Geology - Recent lacustrine (lake or swamp) deposits.

Landform - Lacustrine plain.

Soils - This soil, named by Goudie (1942), occurs in the vicinity of the Cardinia Drain. The surface soil is about 200 mm deep and is a black friable clay. This passes into a black or dark grey plastic clay. At about 700 mm, a thin layer (about 100 mm) of black peaty clay overlies a grey impervious clay. Soil pit site information for two Dalmore clay soil profiles can be found for Sites GP23 and GP25. These soils are referred to as Self-mulching, Black VERTOSOLS using the Australian Soil Classification (Isbell 1996).

Typical profile of Dalmore Clay

IMAGE: Dalmore Clay typical soil profile

0 - 200 mm.
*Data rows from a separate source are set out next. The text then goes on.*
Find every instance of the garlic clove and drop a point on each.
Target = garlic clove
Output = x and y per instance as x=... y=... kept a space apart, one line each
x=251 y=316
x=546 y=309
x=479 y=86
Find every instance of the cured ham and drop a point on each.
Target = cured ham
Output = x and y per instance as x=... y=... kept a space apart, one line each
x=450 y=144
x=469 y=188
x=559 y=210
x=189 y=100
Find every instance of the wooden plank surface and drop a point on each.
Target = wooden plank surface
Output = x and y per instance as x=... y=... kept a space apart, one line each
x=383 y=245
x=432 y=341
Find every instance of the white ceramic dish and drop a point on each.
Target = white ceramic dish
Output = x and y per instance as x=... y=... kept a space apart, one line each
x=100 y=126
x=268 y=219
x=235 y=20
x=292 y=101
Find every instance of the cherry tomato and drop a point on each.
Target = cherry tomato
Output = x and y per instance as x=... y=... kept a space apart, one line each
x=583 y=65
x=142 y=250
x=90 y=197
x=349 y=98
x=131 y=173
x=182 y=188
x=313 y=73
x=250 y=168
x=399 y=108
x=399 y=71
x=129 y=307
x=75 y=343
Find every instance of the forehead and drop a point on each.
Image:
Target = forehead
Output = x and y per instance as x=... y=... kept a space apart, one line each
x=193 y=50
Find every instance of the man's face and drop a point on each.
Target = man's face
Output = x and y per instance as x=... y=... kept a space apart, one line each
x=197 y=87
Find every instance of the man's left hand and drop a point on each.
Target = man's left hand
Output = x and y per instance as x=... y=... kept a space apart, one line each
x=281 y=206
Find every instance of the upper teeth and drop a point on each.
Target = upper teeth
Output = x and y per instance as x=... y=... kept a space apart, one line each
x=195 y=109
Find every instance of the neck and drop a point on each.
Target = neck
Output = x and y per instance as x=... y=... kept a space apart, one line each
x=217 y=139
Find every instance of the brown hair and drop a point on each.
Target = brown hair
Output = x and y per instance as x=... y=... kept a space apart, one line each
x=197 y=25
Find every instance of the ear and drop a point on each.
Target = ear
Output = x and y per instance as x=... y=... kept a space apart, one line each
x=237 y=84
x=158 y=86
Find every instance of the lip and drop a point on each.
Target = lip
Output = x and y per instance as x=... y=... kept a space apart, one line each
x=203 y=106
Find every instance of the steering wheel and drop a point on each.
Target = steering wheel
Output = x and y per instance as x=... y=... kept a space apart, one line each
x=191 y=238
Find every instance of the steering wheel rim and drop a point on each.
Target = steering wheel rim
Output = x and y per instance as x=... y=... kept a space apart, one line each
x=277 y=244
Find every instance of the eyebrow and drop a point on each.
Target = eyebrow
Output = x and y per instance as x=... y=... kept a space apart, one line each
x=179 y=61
Black or very dark grey friable clay, clear transition to:

200 - 700 mm approx. Black or very dark grey plastic heavy clay, clear transition to:

700 - 800 mm. Black peaty clay or clayey decomposing peat. Abrupt transition to:

800 mm continuing to 1.5 m +. Grey impervious clay with yellow-brown mottles.
Land use

Dalmore clay is highly sought after for market gardening as it not only better drained internally than Dalmore clay (non-peaty), but it generally has a more friable surface.

There is evidence that soil compaction may occur as a result of excessive tillage or use of heavy machinery when the soil is wetter than the plastic limit. This will restrict root penetration into the subsoil and increase waterlogging during the wetter months.

Dalmore clay and Koo-Wee-Rup peaty clay

Symbol: Da:Ko

This mapping unit occurs in one area only, ie. west of Tooradin. It is a previous estuarine swamp and has variable peaty layers within the clayey profile.